Histoire

Les malheurs des guerres de religion

 

On retrouve des témoignages écrits sur Tourtouse au XVIe siècle, lors des guerres 

de religion. 

Par la suite et pendant un quart de siècle, en raison des incursions des protestants du Mas d'Azil et de Camarade, l'enceinte servit de fort-refuge à une population diminuée qui ne cultivait plus que les alentours du village.

 

Un évêque bâtisseur

 

Le relèvement de Tourtouse et son aspect actuel doivent beaucoup à l'évêque Bruno de Ruade (1622-1645) qui en fit sa résidence. Né à Paris vers 1579, il fut dans sa jeunesse page du Maréchal de Biron et fut blessé, en 1590, à la bataille de Vernon-sur-Eure opposant catholiques et protestants. Il fit ensuite ses études à la Sapience à Rome et obtint en 1608 le diplôme de docteur en philosophie et en théologie. A son retour à Paris, il entra à la Chartreuse de Vauvert. Mais loin de mener la vie austère des Chartreux, il fut introduit à la cour du roi Louis XIII qu'il espionnait pour le compte de son ami, le nonce apostolique Bentivoglio. Et c'est sur sa recommandation, que le roi le nomma, en 1622, évêque de Couserans pour ses vertus, mérites et grande doctrine.

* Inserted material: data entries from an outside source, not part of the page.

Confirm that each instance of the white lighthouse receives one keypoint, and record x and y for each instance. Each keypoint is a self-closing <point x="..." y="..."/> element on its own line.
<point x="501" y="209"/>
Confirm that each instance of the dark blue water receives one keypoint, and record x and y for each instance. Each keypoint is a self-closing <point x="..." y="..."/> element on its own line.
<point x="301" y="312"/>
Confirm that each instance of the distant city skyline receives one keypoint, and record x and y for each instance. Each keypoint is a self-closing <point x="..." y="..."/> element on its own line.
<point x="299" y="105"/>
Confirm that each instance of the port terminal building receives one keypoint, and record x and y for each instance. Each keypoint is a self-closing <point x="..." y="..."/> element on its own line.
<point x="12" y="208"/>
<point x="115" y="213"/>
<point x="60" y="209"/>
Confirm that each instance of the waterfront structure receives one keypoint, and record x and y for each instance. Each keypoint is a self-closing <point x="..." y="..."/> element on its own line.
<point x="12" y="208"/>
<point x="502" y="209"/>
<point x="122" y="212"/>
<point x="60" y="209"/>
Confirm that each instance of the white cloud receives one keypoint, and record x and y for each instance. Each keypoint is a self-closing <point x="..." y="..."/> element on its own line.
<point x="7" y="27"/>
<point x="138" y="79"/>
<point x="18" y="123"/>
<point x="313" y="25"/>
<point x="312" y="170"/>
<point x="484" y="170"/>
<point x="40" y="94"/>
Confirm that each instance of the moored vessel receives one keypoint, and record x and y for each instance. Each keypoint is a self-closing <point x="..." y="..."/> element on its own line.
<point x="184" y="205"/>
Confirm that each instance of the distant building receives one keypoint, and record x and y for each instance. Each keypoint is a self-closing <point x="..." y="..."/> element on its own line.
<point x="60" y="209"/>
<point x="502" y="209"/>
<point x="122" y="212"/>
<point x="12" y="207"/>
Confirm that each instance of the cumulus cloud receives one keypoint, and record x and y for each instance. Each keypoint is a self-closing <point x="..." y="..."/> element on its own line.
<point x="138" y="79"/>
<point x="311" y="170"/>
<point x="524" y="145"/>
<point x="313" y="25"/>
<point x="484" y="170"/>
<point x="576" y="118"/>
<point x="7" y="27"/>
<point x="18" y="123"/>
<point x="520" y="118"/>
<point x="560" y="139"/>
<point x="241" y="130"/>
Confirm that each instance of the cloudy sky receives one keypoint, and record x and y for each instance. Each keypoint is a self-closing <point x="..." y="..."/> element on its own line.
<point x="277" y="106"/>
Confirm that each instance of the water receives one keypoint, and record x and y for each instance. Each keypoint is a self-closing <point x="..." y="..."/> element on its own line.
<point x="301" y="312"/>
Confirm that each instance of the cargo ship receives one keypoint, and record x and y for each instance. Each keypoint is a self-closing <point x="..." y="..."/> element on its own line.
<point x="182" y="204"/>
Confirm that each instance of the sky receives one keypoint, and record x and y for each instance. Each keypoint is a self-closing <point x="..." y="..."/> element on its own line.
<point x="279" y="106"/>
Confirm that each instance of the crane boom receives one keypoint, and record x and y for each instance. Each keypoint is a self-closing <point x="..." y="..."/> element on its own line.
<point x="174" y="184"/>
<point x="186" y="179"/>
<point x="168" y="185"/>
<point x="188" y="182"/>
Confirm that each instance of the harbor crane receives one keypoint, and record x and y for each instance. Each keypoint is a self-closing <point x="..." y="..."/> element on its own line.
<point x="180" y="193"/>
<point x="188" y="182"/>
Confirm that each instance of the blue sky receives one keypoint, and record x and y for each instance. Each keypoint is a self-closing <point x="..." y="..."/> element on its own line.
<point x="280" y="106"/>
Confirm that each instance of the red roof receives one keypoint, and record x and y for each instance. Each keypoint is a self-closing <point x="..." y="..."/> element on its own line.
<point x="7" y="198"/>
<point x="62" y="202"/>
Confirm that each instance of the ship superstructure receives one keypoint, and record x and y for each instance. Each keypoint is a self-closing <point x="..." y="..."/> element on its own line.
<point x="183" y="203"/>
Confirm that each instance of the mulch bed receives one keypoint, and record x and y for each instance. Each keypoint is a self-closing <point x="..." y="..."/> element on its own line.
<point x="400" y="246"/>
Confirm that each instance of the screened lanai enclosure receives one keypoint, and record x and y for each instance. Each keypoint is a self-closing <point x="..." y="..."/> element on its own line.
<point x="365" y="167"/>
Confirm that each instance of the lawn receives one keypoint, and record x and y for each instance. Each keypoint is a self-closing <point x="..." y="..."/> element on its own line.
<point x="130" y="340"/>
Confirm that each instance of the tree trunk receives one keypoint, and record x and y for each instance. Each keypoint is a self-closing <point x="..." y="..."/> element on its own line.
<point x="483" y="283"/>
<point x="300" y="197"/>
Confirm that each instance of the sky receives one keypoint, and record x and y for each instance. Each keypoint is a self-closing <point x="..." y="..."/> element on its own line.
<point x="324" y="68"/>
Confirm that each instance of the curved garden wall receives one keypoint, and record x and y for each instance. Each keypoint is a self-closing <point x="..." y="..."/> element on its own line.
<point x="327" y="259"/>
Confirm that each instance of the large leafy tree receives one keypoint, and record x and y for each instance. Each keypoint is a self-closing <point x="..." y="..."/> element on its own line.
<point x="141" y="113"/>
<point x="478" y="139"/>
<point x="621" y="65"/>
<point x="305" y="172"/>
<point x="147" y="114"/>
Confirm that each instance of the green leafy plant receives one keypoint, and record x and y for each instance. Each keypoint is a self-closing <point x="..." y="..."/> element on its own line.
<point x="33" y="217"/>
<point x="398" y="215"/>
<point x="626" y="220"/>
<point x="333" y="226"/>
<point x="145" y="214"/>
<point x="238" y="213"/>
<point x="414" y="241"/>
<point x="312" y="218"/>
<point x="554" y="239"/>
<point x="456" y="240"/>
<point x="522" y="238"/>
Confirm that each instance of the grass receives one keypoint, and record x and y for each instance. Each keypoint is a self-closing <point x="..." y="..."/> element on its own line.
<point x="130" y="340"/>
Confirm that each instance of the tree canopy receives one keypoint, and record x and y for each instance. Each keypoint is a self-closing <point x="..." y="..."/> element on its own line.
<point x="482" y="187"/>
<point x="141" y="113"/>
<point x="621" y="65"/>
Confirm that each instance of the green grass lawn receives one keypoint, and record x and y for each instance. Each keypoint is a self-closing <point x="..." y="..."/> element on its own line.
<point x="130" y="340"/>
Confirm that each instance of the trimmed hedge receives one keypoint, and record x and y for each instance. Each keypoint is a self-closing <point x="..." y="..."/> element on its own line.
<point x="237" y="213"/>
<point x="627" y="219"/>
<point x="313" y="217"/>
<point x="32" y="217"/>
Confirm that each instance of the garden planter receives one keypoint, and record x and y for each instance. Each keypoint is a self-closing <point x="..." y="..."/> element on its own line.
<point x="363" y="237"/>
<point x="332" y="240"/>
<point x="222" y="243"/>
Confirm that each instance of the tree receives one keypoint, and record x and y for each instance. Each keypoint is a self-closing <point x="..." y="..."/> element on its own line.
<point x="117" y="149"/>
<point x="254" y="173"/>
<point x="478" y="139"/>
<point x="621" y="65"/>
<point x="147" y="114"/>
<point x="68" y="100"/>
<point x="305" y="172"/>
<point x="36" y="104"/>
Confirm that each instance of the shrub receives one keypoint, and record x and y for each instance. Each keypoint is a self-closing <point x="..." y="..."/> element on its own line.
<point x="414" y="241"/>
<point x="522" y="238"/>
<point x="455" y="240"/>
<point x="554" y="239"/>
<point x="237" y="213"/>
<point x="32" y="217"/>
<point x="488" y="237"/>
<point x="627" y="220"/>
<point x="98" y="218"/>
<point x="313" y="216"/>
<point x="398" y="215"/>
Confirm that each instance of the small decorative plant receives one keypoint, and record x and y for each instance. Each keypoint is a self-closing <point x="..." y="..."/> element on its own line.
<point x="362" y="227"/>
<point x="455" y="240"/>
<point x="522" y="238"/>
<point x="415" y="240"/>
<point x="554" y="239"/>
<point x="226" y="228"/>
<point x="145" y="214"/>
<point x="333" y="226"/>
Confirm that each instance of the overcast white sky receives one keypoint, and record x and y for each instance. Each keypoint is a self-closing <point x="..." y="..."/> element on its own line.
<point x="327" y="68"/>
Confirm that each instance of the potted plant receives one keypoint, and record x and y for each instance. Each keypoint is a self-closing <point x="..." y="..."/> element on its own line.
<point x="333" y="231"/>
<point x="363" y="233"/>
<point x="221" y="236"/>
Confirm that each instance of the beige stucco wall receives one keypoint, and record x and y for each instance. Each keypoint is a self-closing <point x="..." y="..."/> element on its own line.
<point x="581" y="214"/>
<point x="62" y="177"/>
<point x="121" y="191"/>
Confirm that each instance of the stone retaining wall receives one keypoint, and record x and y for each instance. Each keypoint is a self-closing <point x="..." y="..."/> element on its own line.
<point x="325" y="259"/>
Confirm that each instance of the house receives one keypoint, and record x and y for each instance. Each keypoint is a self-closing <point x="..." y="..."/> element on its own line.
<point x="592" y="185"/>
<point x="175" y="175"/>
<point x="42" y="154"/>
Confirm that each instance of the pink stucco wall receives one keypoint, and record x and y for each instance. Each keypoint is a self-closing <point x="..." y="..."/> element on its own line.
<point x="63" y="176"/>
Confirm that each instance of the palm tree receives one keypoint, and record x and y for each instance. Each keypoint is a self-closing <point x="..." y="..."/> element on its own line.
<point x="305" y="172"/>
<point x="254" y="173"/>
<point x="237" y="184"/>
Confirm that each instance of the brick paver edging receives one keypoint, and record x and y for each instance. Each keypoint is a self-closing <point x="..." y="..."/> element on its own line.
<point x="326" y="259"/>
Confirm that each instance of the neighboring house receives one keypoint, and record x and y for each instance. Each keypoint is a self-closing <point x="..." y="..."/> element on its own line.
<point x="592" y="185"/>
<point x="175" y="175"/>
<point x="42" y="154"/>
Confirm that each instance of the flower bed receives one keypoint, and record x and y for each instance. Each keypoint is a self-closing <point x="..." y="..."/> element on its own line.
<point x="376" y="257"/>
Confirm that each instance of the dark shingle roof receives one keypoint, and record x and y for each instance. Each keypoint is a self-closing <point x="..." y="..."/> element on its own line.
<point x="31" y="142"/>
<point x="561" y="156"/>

 Grand érudit, amateur de beaux meubles, il était à la fois un gros appétit et un fin gourmet auquel il fallait servir pas moins de six plats par repas, avec toujours un poisson et beaucoup de desserts... D'un tempérament autoritaire, il résolut dès son arrivée à Saint-Lizier, de réformer son chapitre ; cela lui valut de la part des chanoines des persécutions et de nombreux procès. On dit même qu'un jour ils le précipitèrent dans un puits.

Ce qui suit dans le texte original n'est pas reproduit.